What’s the difference between a data analyst and a data scientist? Initiative, independence, and inquisitiveness.

  • Duncan Temple Lang, director of the UC Davis Data Science Initiative

This statement made me think about what it means to be a data scientist. I often feel sheepish when telling people that’s what I do, even though I’m in a statistics PhD program and I’ve been analyzing data daily since 2012. I agree with Duncan’s definition, but would like to expand on it a bit and characterize data scientists in business by what they can do:

Given any kind of data set, they can find some meaningful insights in it. For example, given data in obscure ADT format they can find software to load it into their preferred analysis environment, make plots, and discover that missing values are represented by -1.

They can help transition the results of an informal analysis into a more robust engineering solution. For example, they discover that a linear model works well for a prediction task, and then explain what the linear model does and help translate it into Clojure, a language they’re unfamiliar with, for use by the engineering team. This example highlights a second skill, the ability to quickly pick up and use new technologies.

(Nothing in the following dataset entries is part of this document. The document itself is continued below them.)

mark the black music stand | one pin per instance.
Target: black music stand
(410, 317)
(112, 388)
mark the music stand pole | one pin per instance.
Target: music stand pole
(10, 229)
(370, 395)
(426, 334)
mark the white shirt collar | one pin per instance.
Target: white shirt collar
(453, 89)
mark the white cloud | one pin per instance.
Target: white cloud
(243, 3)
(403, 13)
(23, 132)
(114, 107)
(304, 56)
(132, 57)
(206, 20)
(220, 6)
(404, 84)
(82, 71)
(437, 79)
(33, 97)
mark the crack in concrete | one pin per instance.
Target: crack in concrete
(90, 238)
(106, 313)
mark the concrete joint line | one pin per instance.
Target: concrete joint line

They are familiar with and sufficiently skeptical of statistical and machine learning techniques. For example, when analyzing a time series they can understand the assumptions and model of ARIMA. They’re not necessarily experts in time series, but they know where to look and can grasp the key ideas well enough to quickly produce valid results.

They can present results to a non technical audience in a way that makes sense. For example, they might show how a thoughtfully designed experiment will show a causal relationship, thus supporting business decisions.